I have restricted the http inbound traffic, but when the agent restarts, I am not sure how to add that new ip to the inbound rule (or if I can assign a known ip to the restarted agent).
I have added basic auth to the server, but when the agent connects it gets blocked, so I need to dig into how to send the auth from the agent.
Will be adding a self signed cert to the server, but I suspect I will need to edit the agent to add the trusted cert / allow invalid certs.
Haven’t explored if there is away to use security groups in a more effective manner.
For the agents you can block all inbound traffic. You should never need to connect to them. For the server, restricting ssh to a few IP’s is good.
For HTTP access on the server, you can configure the agents to connect to the server’s private IP which should allow access within your VPC but not external and then you can restrict external HTTP access to only those IP’s that need access (office IP block for example).
If you don’t mind, I have two follow up questions:
Out of the box, the WebPageTestAgent terminates, so any changes I make to the agent will be lost.

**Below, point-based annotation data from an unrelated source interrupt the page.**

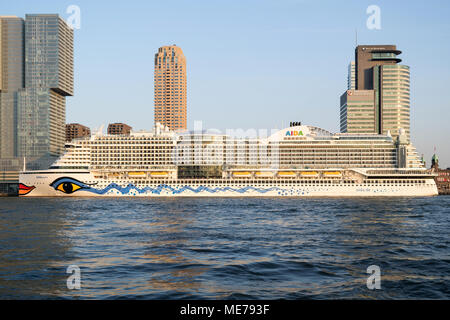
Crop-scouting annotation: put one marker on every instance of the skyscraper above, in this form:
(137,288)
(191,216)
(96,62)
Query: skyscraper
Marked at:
(11,80)
(377,69)
(351,77)
(36,74)
(48,80)
(170,88)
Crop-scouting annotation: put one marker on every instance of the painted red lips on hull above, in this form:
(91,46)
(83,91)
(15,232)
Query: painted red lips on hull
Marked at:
(24,189)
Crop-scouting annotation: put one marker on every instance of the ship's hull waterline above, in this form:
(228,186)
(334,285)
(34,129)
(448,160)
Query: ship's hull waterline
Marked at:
(84,185)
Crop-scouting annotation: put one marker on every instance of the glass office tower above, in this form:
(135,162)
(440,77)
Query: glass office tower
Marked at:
(41,107)
(36,76)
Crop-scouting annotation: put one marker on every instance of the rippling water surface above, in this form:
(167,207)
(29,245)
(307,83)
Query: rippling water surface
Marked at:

Are you suggesting that the agent should stay running?
If so, where do I make that change? On the agent (add key pair, ssh in presumably)?
How often do you run apt-get update etc?
Right now I see: 272 packages can be updated and 193 updates are security updates. I am totally used to updating/maintaining ubuntu, but is there any (major) risk to functionality if I run the updates.
What changes do you make to the agents? They’re generally meant to be disposable and auto install the latest OS updates as well as browsers when they are started. They are configured through user data so they can be scaled up and down as needed. I tend to use persistent spot requests to keep the costs down and it’s no big deal if the instances get terminated and re-spawned.
The agent waits 30 seconds after starting and then runs /home/ubuntu/agent.sh in a screen session. The shell script runs update, dist-upgrade, autoremove and clean before doing a git update of the agent.
Every hour it exits the agent and does a git update of the agent code and every 24 hours it stops completely and reboots.
The main thing it doesn’t do is a reboot before starting the agent the first time after updating so the kernel update won’t get applied but I’m usually not as worried about that. If it is a concern then I can tweak the default images to reboot the first time they start after running the updates to make sure the kernel gets updated as well.
For the apt-get update/upgrade/dist-upgrade/autoremove/clean, I was considering the server, rather then the agent. Any issues updating the server?
From your previous reply:
I was under the (mis)understanding that the agents needed to be reachable from the server, is this not the case? Is the access from the server to the agent implied? Or would you block all inbound traffic to the agent, including the server?
So for this to work, I would need make the agent long lived and I would have to ssh to the agent and update the agent to use the server private IP?
Dumb question, this on the agent side right?
Sorry for all the questions, just trying to get my head around this.
The agents do not need to be reachable. They poll the server for work and post the results (all over HTTP or HTTPS through the web interface). I usually set them up with the default ACL that blocks all inbound external traffic.
The agents don’t need to be long lived but the server does. For the agent’s user data you provide it with the server’s private network IP (or name) and whenever the agent starts it will adopt the configuration from the user data. You don’t need to ssh to configure it, it reads the configuration from the instance user data. i.e. a user data string like:
That is the actual user data that is used for the EC2 instances in Virginia that connect to the public WebPageTEst (munis the key which was changed). In the case of using the private IP of the server, you just pass that for the wpt_server= paramater.
And yes, the screen session is for the agent. The server doesn’t run anything in screen and just runs the nginx daemon and cron for all of it’s work.
There’s always the chance that an update will break something but it hasn’t been a problem in practice and I should notice really quickly since it will take out most of WebPageTest’s testing.
The bigger impact will be that you will always have the latest browsers and they will update automatically whenever the browser is released so you may need to check browser versions if you investigate a regression to see if it might have been from a browser change.
Working on adding whitelisting to the WebPagetest Server to help with hardening.
I need to add the WebPagetest Agent IP address to the whitelist (for incoming http requests), obviously when the Agent gets dropped and created a new IP is assigned.
I realize this is more of an AWS question, but in the settings.ini there is:
; Per-location Security Group and Subnet IDs to enable launching into VPCs
; (note that this will pin your instances to the availability zone associated with
; the subnet). This is required only if you do not have a default VPC.
;EC2.us-west-2.securityGroup=sg-a0011b223,sg-b1122c334
;EC2.us-west-2.subnetId=subnet-aaa0011bc1
If I set up a WebPagetest Agent Security Group, add the Security Group to the server whitelist and then add it to the settings.ini (and restart ngnix) that should work, right?
Do I need to also set subnetId, or can that be left undefined?